If jobs fail to start correctly with a message (perhaps truncated) in the shepherd output about failing to exec the script, or some other odd error in a script not started in Unix mode, check that it doesn't have CRLF (MS Windows-style) line endings. It can be useful to check that at submission time with a JSV.

Host name-related issues

If SGE appears to be unhappy with network names, the hostnameutils(1) utilities can be used to check SGE's idea of names including the effects of its host aliasing.

Unknown accounts on execution hosts

It is common for jobs to fail because execution hosts' passwd database information isn't correct — specifically not synchronized with the head node's. Check that with getent(1) or id(1) on the relevant nodes. (SGE simply uses the system services for such information, which getent checks.) It may be necessary to flush cached information after making changes, e.g. with ncsd -i passwd.
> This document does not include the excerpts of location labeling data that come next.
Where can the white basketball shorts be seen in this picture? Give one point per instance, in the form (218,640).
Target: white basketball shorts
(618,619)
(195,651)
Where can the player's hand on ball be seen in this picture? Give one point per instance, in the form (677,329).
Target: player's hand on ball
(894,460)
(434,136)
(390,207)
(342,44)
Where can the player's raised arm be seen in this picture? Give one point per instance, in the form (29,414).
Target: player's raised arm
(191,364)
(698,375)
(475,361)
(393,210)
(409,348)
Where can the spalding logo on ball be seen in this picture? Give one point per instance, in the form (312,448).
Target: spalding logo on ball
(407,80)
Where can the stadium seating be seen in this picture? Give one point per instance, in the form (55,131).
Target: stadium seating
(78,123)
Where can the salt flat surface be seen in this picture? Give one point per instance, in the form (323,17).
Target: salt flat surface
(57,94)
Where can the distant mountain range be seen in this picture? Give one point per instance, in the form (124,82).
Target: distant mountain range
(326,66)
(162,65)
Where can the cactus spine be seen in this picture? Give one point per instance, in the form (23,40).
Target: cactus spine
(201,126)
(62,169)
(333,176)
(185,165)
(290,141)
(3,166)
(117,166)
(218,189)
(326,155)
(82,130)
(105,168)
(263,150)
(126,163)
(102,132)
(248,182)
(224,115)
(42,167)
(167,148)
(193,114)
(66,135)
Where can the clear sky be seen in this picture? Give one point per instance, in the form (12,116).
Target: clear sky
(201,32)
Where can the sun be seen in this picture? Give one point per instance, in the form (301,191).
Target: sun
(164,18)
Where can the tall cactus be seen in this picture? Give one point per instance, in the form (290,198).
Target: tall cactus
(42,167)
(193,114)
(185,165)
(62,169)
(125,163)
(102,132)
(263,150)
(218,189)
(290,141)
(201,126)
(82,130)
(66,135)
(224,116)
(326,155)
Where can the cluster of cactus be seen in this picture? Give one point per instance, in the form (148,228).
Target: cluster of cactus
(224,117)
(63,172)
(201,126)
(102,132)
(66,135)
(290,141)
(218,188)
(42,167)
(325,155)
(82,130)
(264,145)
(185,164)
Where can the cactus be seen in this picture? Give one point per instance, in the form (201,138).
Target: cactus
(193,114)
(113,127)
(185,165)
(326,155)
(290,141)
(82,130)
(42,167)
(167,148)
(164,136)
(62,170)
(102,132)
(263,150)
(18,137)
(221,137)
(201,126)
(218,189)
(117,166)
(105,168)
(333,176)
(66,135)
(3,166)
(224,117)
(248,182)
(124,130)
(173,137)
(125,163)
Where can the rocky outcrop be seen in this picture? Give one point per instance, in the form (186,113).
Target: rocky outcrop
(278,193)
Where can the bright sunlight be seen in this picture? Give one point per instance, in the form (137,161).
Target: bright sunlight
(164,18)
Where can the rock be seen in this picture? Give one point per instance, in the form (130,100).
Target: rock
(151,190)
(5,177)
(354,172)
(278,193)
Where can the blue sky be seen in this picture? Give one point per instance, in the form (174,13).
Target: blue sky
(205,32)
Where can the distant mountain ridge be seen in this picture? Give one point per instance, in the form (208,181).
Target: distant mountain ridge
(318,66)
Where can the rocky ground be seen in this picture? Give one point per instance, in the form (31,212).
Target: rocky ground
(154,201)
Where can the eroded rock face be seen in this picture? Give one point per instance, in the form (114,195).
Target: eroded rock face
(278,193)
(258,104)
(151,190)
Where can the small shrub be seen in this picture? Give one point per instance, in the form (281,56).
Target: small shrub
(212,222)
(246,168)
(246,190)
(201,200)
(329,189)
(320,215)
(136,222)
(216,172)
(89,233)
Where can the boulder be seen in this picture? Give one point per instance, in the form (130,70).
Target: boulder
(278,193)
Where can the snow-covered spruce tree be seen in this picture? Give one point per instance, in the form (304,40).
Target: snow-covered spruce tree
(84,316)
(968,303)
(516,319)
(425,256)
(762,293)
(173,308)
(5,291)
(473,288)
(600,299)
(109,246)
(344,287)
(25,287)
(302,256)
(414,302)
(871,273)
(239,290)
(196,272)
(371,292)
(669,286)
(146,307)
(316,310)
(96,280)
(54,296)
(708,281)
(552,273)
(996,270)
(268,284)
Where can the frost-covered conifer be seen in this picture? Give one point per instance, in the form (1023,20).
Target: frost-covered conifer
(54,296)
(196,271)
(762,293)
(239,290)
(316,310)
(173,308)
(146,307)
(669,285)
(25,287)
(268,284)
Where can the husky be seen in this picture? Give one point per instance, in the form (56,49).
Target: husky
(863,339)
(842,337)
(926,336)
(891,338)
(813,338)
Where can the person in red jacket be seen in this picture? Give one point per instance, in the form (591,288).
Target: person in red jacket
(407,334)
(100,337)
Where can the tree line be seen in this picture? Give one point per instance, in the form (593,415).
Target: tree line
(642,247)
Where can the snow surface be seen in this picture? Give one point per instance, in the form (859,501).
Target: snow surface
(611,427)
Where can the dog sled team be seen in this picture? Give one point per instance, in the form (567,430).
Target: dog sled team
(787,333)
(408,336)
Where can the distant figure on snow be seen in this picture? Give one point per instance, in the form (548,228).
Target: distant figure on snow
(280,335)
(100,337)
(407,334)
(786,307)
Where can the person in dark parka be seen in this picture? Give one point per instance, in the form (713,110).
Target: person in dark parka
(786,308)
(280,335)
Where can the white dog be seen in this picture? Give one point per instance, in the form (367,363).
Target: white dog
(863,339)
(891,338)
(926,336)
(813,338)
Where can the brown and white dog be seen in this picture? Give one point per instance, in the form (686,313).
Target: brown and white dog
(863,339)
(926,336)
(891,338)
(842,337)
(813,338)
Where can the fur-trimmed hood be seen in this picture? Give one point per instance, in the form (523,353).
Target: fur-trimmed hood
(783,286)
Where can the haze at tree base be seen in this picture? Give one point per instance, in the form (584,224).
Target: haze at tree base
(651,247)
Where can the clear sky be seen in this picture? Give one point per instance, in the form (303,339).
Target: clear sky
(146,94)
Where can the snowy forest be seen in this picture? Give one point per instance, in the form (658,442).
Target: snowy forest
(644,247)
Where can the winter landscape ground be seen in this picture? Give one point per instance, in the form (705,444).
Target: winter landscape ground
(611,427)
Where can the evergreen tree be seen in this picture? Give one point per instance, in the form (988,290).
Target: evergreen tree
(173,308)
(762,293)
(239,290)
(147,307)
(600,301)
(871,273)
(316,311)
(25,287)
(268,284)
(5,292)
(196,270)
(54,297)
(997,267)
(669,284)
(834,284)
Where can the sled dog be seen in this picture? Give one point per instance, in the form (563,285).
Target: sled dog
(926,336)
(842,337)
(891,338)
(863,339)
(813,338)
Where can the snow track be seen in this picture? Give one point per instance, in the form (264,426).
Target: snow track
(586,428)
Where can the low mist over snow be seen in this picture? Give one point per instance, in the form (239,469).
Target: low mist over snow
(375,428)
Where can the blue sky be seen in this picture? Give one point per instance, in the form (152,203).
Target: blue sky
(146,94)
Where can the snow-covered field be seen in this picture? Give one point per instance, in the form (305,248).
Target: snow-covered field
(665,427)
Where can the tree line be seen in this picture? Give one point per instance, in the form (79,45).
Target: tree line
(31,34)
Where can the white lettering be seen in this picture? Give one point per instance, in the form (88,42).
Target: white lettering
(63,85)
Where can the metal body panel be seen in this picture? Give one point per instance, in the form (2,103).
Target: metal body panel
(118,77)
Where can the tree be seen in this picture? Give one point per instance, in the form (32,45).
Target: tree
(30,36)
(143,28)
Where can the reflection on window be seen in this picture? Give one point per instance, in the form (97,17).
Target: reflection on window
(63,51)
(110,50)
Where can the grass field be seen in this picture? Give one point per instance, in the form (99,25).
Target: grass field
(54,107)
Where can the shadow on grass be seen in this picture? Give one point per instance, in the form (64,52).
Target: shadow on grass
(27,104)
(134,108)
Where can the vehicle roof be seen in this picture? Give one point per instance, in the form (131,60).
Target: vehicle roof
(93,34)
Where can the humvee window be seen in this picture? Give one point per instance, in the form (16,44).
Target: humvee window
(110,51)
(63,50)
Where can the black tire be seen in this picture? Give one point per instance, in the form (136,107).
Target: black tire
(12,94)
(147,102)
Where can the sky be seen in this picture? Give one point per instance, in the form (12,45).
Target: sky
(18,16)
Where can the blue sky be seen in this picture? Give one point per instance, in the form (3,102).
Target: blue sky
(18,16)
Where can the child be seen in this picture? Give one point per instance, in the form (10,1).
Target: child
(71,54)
Something runs outside SGE, but not inside

It's most likely due to environment variables or resource limits. As usual, check the execution host syslog and its SGE messages file for clues. If there are no useful diagnostics, submit a job (conveniently done interactively with qrsh) to print information about relevant parts of the process environment (such as environment variables and resource limits) and compare the output against a situation which works. procenv provides a comprehensive listing for Linux-based systems and potentially others; there are RPMs available in a copr repo and possibly in Fedora/EPEL eventually. procenv actually subsumes information from other tools, such as id (above).

A common issue is programs using pthreads reacting badly to the default infinity (unlimited) setting of h_stack, which can be fixed by setting h_stack to a few 10s of MB.

Communication errors

If clients report communication errors, such as timeouts, without more useful diagnostics, first consult the qmaster messages file (probably after loglevel to log_info in sge_conf(5)). If there's no useful information there, check the networking in the as for other client-server applications. Ensure that the configured qmaster port is open (or the execd one if exec host communication is failing). Specifically, check, and maybe double-check, for any firewalling or possible effects of tcp-wrappers. A tool like tcpdump/wireshark running at either end may be useful. Otherwise, using strace(1) (or equivalent on other OSs), or generating a debugging trace from the client and/or server, might help. The basic SGE tool for checking communication is qping -info (but old versions always reported errors).